The comparisons are conducted using a set of large matrices from the SuiteSparse collection [3]. In our experiments, certain small supernodes are merged together to create a coarser supernode partition. This idea was first introduced by Ashcraft and Grimes [2], and was demonstrated to reduce the factorization time at the expense of a relatively small increase in the size of the data structures. Merging supernodes has become a standard practice in software for sparse symmetric factorization, such as MA57 [4] and MA87 [7].
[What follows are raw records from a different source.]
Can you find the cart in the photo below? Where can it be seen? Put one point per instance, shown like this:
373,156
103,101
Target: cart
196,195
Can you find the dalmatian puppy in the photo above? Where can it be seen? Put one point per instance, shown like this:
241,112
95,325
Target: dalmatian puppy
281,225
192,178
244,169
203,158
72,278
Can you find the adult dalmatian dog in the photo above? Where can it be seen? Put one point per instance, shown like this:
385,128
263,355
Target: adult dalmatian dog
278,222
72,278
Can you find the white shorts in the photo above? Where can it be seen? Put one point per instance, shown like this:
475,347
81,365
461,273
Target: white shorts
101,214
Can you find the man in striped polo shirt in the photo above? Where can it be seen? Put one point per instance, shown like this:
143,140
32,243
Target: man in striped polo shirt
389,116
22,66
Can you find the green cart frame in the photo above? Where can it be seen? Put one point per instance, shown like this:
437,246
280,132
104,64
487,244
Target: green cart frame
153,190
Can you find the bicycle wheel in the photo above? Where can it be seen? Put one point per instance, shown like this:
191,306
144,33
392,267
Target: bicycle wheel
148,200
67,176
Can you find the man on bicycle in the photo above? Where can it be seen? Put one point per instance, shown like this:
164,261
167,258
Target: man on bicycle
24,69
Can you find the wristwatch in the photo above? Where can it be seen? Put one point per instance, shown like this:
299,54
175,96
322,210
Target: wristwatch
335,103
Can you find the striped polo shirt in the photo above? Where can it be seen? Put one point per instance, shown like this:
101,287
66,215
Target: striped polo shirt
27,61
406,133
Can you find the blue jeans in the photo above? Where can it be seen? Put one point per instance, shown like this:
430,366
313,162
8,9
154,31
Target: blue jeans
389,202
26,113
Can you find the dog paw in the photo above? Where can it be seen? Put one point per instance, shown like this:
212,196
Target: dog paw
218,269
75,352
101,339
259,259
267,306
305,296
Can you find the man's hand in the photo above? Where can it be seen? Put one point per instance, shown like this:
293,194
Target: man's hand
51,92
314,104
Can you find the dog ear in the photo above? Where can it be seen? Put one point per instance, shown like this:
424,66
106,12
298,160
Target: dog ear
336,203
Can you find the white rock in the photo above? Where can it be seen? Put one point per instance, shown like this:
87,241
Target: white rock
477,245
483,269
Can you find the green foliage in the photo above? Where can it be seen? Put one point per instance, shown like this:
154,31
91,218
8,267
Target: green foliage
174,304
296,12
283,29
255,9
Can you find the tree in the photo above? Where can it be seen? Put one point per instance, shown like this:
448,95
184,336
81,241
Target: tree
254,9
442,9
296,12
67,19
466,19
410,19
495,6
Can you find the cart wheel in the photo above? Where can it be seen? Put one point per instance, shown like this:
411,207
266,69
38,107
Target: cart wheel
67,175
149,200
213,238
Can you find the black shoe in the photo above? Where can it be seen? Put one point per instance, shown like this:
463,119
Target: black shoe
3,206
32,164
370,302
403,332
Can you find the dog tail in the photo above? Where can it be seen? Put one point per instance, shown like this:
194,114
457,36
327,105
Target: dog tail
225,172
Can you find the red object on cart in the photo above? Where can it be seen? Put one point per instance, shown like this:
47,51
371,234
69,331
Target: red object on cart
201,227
In this presentation, we will describe two techniques for improving the quality of the TSP reorderings; we will show that the best results for TSP are obtained when the two techniques are combined. We will also introduce a new way to reorganize the PR reordering algorithm to make it much more time and storage eﬀicient. In addition, we will introduce a single technique for modestly improving the quality of the PR reorderings. We will further show that the enhanced PR and enhanced TSP produce orderings of virtually equal quality. However, the former requires significantly less storage to implement and runs much faster than the latter.

References

[1] Patrick R. Amestoy, Timothy A. Davis, and Iain S. Duff. An approximate minimum degree ordering algorithm. SIAM J. Matrix Anal. Appl., 17(4):886–905, 1996.
[2] Cleve C. Ashcraft and Roger G. Grimes. The influence of relaxed supernode partitions on the multifrontal method. ACM Trans. Math. Softw., 15(4):291–309, 1989.
[3] Timothy A. Davis and Yifan Hu. The University of Florida sparse matrix collection. ACM Trans. Math. Softw., 38(1):1–28, 2011.
[4] Iain S. Duff. MA57—a code for the solution of sparse symmetric definite and indefinite systems. ACM Trans. Math. Softw., 30:118–144, 2004.
[5] Alan George. Nested dissection of a regular finite element mesh. SIAM J. Numer. Anal., 10(2):345–363, 1973.
[6] Alan George and Joseph W. H. Liu. The evolution of the minimum degree ordering algorithm. SIAM Rev., 31(1):1–19, 1989.
[7] Jonathan D. Hogg, John K. Reid, and Jennifer A. Scott. Design of a multicore sparse Cholesky factorization using DAGs. SIAM J. Sci. Comput., 32(6):3627–3649, 2010.
[8] Mathias Jacquelin, Esmond G. Ng, and Barry W. Peyton. Fast and effective reordering of columns within supernodes using partition refinement. In 2018 Proceedings of the Eighth SIAM Workshop on Combinatorial Scientific Computing, pages 76–86, 2018.
[9] Mathias Jacquelin, Esmond G. Ng, and Barry W. Peyton. Fast implementation of the Traveling-Salesman-Problem method for reordering columns within supernodes. SIAM J. Matrix Anal. Appl., 42(3):1337–1364, 2021.
[10] M. Ozan Karsavuran, Esmond G. Ng, Barry W. Peyton, and Jonathan L. Peyton. Some new techniques to use in serial sparse Cholesky factorization algorithms. Submitted to TOMS, 2024.
[11] George Karypis and Vipin Kumar. A fast and high quality multilevel scheme for partitioning irregular graphs. SIAM J. Sci. Comput., 20(1):359–392, 1999.
[12] Joseph W. H. Liu. Modification of the minimum-degree algorithm by multiple elimination. ACM Trans. Math. Softw., 11(2):141–153, 1985.
[13] Robert Paige and Robert E. Tarjan. Three partition refinement algorithms. SIAM J. Comput., 16(6):973–989, 1987.
[14] Gregoire Pichon, Mathieu Faverge, Pierre Ramet, and Jean Roman. Reordering strategy for blocking optimization in sparse linear solvers. SIAM J. Matrix Anal. Appl., 38(1):226–248, 2017.
[15] W. F. Tinney and J. W. Walker. Direct solution of sparse network equations by optimally ordered triangular factorization. Proc. IEEE, 55:1801–1809, 1967.